Let $\phi$ be a CNF formula. I'll show how to express a TQBF formula of polynomial size for your problem.
In particular, let $\psi_i(t,j)$ be a formula that is true if there are at most $j$ values $x$ such that (1) the first $i$ bits of $x$ are $t$, and (2) $x$ satisfies $\phi$. Here $t \in \{0,1\}^i$ is a $i$-bit string, and $j \in \{0,1\}^n$ is a number in $0 \le j < 2^n$, where $n$ counts the number of variables in $x$. I'll show how to construct all of the $\psi_i$'s; and then $\psi_0(\epsilon,k-1)$ will be the formula you're looking for.
Notice that $\psi_n(t,j)$ is easy to express in TQBF: $\psi_n(t,1)$ is always true, and $\psi_n(t,0)$ is $\neg \phi(t)$, so $\psi_n(t,j) = (j \ne 0) \lor \neg \phi(t)$.
Also, we can express $\psi_i(t,j)$ as follows:
$$\psi_i(t,j) = \exists j_0 \in \{0,1\}^n . (0 \le j_0 \le j \land \psi_{i+1}(t0,j_0) \land \psi_{i+1}(t1,j-j_0)).$$
This can be re-expressed in the following equivalent form:
$$\psi_i(t,j) = \exists j_0 . (0 \le j_0 \le j) \land \forall t' . \forall j' .

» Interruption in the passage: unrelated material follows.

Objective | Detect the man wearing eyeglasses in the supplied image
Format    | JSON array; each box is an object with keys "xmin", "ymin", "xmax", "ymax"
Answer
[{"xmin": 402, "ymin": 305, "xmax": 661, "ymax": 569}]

((t'=t0 \land j'=j_0) \lor (t'=t1 \land j'=j-j_0)) \implies \psi_{i+1}(t',j').$$
Let $|\psi_i|$ denote the size of the formula $\psi_i$. We see that $|\psi_i| = |\psi_{i+1}| + \text{poly}(n)$. It follows that $|\psi_0| = \text{poly}(n)$, so we have obtained the desired formula.
This is basically mimicing the standard proof that TQBF can express all of PSPACE, specialized to your particular problem.